None of this means spelling should be a source of stress at home. The goal is quiet competence, not anxiety.
So how worried should you be?
Not very, if your child is being taught spelling in a way that sticks. The thing that builds durable spelling is learning the patterns and rules behind words rather than memorising lists by rote, so that a child can have a sensible attempt at words they've never met. If that's happening at school and getting a little reinforcement at home, spelling tends to take care of itself.

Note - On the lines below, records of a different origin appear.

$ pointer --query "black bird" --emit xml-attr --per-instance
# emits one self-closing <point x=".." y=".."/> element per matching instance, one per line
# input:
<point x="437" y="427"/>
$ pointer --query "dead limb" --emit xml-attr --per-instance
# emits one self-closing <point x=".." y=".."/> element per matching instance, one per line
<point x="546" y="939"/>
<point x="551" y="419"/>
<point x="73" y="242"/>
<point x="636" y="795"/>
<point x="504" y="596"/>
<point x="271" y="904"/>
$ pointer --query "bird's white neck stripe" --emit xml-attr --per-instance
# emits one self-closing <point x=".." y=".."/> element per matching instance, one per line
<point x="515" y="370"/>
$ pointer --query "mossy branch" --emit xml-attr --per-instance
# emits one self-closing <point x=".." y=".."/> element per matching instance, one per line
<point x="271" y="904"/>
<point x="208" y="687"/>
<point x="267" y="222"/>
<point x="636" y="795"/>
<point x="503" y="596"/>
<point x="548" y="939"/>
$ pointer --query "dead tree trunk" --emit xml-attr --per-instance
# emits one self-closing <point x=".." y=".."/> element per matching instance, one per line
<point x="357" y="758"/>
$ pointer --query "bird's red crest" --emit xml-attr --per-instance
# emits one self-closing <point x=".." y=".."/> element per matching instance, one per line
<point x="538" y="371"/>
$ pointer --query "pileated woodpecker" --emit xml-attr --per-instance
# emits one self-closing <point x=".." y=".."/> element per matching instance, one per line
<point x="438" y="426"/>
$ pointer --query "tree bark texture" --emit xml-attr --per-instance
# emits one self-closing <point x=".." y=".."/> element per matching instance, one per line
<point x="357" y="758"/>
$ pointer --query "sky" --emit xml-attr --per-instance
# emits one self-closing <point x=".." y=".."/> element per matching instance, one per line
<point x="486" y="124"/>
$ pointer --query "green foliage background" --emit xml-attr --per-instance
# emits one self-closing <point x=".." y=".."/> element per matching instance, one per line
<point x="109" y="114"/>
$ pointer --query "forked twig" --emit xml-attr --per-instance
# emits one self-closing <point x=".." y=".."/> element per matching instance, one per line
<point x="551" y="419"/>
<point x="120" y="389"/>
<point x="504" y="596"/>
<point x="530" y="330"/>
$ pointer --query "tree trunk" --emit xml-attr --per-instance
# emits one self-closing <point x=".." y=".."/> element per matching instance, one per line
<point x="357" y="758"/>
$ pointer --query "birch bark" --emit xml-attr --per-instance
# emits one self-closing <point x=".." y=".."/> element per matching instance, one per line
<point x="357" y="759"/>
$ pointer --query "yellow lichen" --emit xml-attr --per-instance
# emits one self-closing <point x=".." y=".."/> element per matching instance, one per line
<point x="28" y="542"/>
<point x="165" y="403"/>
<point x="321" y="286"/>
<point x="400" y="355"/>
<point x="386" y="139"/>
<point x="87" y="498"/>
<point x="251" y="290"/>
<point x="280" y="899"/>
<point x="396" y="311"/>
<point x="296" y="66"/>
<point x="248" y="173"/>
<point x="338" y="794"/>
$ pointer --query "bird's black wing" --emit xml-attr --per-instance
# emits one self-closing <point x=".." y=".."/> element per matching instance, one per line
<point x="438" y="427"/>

If you'd like to support it without turning the kitchen table into a classroom, our free spelling resources for parents are organised by year group and built around the patterns schools actually teach. SpellCast does the same thing as an app your child will return to: short, regular practice on their year-group words, each one read inside a sentence so the spelling sticks where it counts, in their writing. You can try it free.
The bottom line
Spelling matters because it's load-bearing. It supports reading, it frees up a child to write well, it's still tested at school, and it follows them into the world beyond it. Autocorrect hasn't retired the skill. It's just hidden how much we all still rely on it.
Sources
- Does Spelling Still Matter — and If So, How Should It Be Taught? Perspectives from Contemporary and Historical Research, Educational Psychology Review, 2021. Springer (retrieved 24 May 2026).
- Education Week, Spellcheck Won't Cut It. Here's Why Kids Need Spelling Instruction, February 2025. edweek.org (retrieved 24 May 2026).
- Standards and Testing Agency, Key stage 2 English grammar, punctuation and spelling test: information for parents. gov.uk (retrieved 24 May 2026).